In October 1943, a group of 400 Orthodox rabbis marched on Washington to demand an organized US effort to rescue Jews. The march was co-sponsored by Peter Bergson's organization, the Emergency Committee to Save the Jews of Europe.

Thomas D. McAvoy/The LIFE Picture Collection/Getty Images.

As details of the Nazis' murderous plans trickled out to the public in 1943, American Jews remained divided about how much pressure to exert on the federal government to take special action to rescue Jews. Two non-Americans, Jan Karski and Peter Bergson, played prominent roles in trying to mobilize a US government response.
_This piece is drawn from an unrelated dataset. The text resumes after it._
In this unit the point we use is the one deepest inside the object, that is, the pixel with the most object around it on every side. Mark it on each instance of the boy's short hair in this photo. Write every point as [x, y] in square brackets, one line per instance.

Eyewitness in the White House

Jan Karski, a member of the Polish underground resistance, witnessed the horrors suffered by Jews in the Warsaw Ghetto and in a transit camp. Karski met Roosevelt at the White House on July 28, 1943, and told the president about the dire situation in occupied Poland. Karski later recalled that FDR promised the Allies "shall win the war" but made no mention of rescuing Jews.

"Action, Not Pity"

After news of the "Final Solution" became public, Peter Bergson, born in Lithuania and raised in the British Mandate of Palestine, openly challenged both the US government and American Jewish leaders to take decisive action to save European Jews. Bergson and his prominent supporters, including many Hollywood and Broadway stars, staged the We Will Never Die pageant to call attention to the ongoing murder of Europe's Jews. In November 1943, Bergson persuaded members of Congress to introduce a resolution intended to pressure President Roosevelt to formulate a plan for rescuing Jews in Europe.